From The Ladies Companion (London: 1751) fifth edition with large additions, Vol. II pp. 383-4. Source: Ivan Day's blog Food History Jottings.


Date: Wednesday, 29 January 2014
Time: 19:00
Venue:  Delfina Foundation

To complement the exhibition and residencies that form part of The Politics of Food, Delfina Foundation hosts Subtleties and Warnings: Power and the Edible Grotesque with resident artist Candice Lin.

Resident artist Candice Lin’s ten-course banquet will present a contemporary take on the medieval edible sculptures known as subtleties — fantastical, bizarre, or illusionistic foods — and warnings, a specific kind of sugar-based subtlety.

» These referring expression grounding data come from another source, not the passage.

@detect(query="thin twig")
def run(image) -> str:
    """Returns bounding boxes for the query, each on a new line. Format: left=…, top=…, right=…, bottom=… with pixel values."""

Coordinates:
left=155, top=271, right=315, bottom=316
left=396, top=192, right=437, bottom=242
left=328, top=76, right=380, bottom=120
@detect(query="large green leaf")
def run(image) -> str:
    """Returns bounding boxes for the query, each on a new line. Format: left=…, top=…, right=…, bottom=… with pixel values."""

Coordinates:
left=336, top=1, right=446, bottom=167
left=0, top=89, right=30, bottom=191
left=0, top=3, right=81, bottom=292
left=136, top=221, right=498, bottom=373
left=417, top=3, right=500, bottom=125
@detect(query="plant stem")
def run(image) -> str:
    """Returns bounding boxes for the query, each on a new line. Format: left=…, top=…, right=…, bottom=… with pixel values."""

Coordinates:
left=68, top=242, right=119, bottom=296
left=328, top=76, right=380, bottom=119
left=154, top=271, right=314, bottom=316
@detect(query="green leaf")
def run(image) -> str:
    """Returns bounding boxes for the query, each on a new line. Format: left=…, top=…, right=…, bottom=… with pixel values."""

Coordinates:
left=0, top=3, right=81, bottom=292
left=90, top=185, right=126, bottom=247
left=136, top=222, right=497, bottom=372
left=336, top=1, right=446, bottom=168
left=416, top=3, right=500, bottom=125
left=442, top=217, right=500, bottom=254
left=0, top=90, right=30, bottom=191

In the middle ages, kings would commission elaborate tableaus to impress and intimidate allies, evoking wonder, awe, disgust, and fear through the ingenious dishes served: mythical beasts — unicorns, cockentrice, and other chimera, fashioned by sewing various animals together; pastries sculpted into ships, castles, and stags; edible foods made to appear rotten and cooked foods made to appear raw; and sugar figurines in the shape of political enemies.

Drawing on Tudor courts, vernacular Chinese cookery, and books and films including Satyricon, The Baron in the Trees, and Snow White and the Seven Dwarfs, Lin will stage a feast of discrepant bodies, dysmorphic forms, and warnings — all of them good to eat.